Another confounding factor is that immature or sterile adult worms (neither detected by a test that measures egg numbers in faeces) can comprise a substantial proportion of the burden. For example, one postmortem study that counted different tapeworm stages in horses found that only 16% of the worms counted were egg-containing23. For these reasons, it is likely that A perfoliata prevalence will be underestimated by FEC testing.
Antibody-based tests provide a more sensitive option for detecting tapeworm infections. These are available in blood and saliva formats (Figure 4), with antibody levels measured shown to correlate with tapeworm levels3,24.
The EquiSal Tapeworm Saliva Test (Austin Davis Biologics) is being increasingly used in the UK to inform anti-tapeworm treatments. This test measures salivary IgG(T) to A perfoliata excretory/secretory antigens using a three-test format that accounts for specific saliva properties, including flow rate. Based on the level antibody measured, the test classifies results as “low”, “borderline” and “moderate/high”, with treatment advised for horses with borderline or moderate/high results. This test has been used in more than 200,000 occasions so far and, of these, only 1 in 3 test results indicates a requirement for treatment; therefore, reducing anti-tapeworm anthelmintic applications considerably25.
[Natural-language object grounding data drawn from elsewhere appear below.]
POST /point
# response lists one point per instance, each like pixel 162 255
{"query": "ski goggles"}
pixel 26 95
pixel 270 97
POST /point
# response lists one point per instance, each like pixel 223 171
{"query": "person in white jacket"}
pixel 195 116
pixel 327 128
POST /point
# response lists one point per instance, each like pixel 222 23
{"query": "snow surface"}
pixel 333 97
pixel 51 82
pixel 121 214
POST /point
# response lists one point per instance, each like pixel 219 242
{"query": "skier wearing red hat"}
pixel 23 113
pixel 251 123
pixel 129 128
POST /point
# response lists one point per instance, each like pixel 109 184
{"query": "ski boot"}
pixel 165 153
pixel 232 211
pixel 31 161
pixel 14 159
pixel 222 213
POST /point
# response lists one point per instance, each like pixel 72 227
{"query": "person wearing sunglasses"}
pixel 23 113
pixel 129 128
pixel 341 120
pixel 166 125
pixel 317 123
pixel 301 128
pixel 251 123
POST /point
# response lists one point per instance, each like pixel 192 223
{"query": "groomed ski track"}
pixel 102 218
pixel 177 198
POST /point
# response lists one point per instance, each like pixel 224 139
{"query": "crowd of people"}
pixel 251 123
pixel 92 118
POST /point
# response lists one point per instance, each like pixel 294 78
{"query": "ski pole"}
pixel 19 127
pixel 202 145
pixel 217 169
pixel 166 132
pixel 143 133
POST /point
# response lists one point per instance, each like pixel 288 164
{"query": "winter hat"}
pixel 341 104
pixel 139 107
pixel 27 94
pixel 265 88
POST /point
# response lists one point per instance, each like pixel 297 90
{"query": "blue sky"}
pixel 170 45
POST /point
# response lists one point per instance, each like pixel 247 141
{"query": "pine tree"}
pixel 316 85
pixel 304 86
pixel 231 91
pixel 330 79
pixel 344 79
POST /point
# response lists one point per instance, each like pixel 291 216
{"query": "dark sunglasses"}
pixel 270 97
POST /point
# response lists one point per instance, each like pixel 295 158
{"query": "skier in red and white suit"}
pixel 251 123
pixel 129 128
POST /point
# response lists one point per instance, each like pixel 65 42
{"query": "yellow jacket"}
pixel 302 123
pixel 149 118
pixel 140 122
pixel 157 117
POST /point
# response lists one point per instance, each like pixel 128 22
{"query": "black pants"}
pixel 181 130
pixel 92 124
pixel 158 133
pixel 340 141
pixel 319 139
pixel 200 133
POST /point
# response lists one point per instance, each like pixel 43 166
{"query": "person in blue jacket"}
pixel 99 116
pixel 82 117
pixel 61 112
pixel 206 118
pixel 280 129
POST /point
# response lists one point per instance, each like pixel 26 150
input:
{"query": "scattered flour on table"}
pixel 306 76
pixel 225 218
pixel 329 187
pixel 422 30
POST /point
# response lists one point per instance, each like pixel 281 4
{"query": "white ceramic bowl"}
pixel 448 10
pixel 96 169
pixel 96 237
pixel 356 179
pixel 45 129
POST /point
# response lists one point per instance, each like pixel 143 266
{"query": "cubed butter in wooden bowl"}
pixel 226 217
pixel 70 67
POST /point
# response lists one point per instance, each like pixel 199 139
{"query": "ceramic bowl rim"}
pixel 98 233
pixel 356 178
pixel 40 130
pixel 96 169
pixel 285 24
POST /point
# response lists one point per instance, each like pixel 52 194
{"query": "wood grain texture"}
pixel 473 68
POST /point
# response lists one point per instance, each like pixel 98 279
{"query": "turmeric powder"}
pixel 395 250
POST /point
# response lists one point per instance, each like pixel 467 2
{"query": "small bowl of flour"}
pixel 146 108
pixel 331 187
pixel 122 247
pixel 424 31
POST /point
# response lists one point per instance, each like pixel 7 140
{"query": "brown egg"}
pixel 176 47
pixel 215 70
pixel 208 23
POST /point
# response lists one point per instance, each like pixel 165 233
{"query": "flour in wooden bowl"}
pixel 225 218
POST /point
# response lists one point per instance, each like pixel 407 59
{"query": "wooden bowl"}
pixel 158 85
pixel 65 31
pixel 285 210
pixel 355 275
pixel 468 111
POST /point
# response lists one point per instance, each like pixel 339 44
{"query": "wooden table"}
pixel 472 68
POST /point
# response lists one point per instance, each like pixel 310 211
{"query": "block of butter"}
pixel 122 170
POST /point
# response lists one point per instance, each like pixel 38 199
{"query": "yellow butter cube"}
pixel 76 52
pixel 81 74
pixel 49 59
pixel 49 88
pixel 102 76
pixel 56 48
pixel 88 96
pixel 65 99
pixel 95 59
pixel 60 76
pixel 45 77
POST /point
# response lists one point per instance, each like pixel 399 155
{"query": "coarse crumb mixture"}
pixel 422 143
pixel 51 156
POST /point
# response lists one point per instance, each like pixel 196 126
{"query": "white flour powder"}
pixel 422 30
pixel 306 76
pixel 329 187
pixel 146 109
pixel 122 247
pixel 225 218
A further antibody test, the Small Redworm Blood Test (Austin Davis Biologics), has been available in the UK since 20194. This ELISA is based on the measurement of serum IgG(T) to cloned recombinant proteins that are specific to cyathostomins and have been shown to be expressed and detectable in all parasitic stages, including all encysted larval stages26,27. This test detects low cyathostomin burdens with high sensitivity, and is suitable for use in horses at low-infection risk and where owners continue to intend to apply an annual encysted larvicidal treatment that may be unnecessary.
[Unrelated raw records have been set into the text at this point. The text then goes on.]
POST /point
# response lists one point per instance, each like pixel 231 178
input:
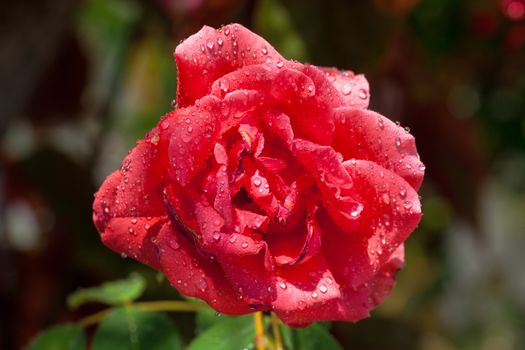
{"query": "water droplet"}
pixel 202 285
pixel 347 89
pixel 174 244
pixel 398 142
pixel 224 85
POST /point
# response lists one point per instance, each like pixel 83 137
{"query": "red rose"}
pixel 269 187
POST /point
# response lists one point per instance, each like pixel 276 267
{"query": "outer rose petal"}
pixel 377 139
pixel 128 207
pixel 212 53
pixel 304 288
pixel 353 304
pixel 193 275
pixel 303 93
pixel 353 88
pixel 391 211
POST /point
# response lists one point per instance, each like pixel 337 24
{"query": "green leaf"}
pixel 112 293
pixel 62 337
pixel 129 328
pixel 234 333
pixel 316 337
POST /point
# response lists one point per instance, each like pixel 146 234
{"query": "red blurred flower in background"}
pixel 270 187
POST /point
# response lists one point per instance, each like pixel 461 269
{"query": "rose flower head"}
pixel 271 186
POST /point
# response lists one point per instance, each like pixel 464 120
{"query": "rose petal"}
pixel 297 247
pixel 325 166
pixel 129 204
pixel 354 89
pixel 353 304
pixel 210 54
pixel 391 211
pixel 191 134
pixel 301 287
pixel 194 275
pixel 294 91
pixel 377 139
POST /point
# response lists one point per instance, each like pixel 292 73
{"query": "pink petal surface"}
pixel 128 207
pixel 212 53
pixel 354 89
pixel 391 211
pixel 378 139
pixel 194 275
pixel 270 187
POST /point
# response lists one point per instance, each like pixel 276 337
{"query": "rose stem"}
pixel 148 306
pixel 259 330
pixel 276 332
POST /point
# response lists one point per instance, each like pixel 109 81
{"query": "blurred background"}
pixel 81 81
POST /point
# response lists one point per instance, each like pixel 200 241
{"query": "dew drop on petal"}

When used according to the test guidelines, use of this diagnostic can result in considerable reductions in anthelmintic applications compared to a blanket treatment approach25.
Although some of the UK equine sector has moved away from the previously almost-ubiquitous application of interval worming treatments in horses, recent surveys show that some way is still left to go to achieve the level of uptake needed to address anthelmintic resistance.
The development of accessible new guidelines to support prescribers in applying evidence-based methods of control should improve the dialogue around the use of anthelmintics on yards and farms.
In the pipeline are veterinary-specific and cross-sector tools from BEVA and an initiative known as CANTER (Controlling ANTiparasitic resistance in Equines Responsibly – https://canterforhorses.org.uk).
It is hoped that the availability of these guidelines will help encourage horse owners to engage in control programmes that will rely less on the dwindling supply of effective anthelmintics.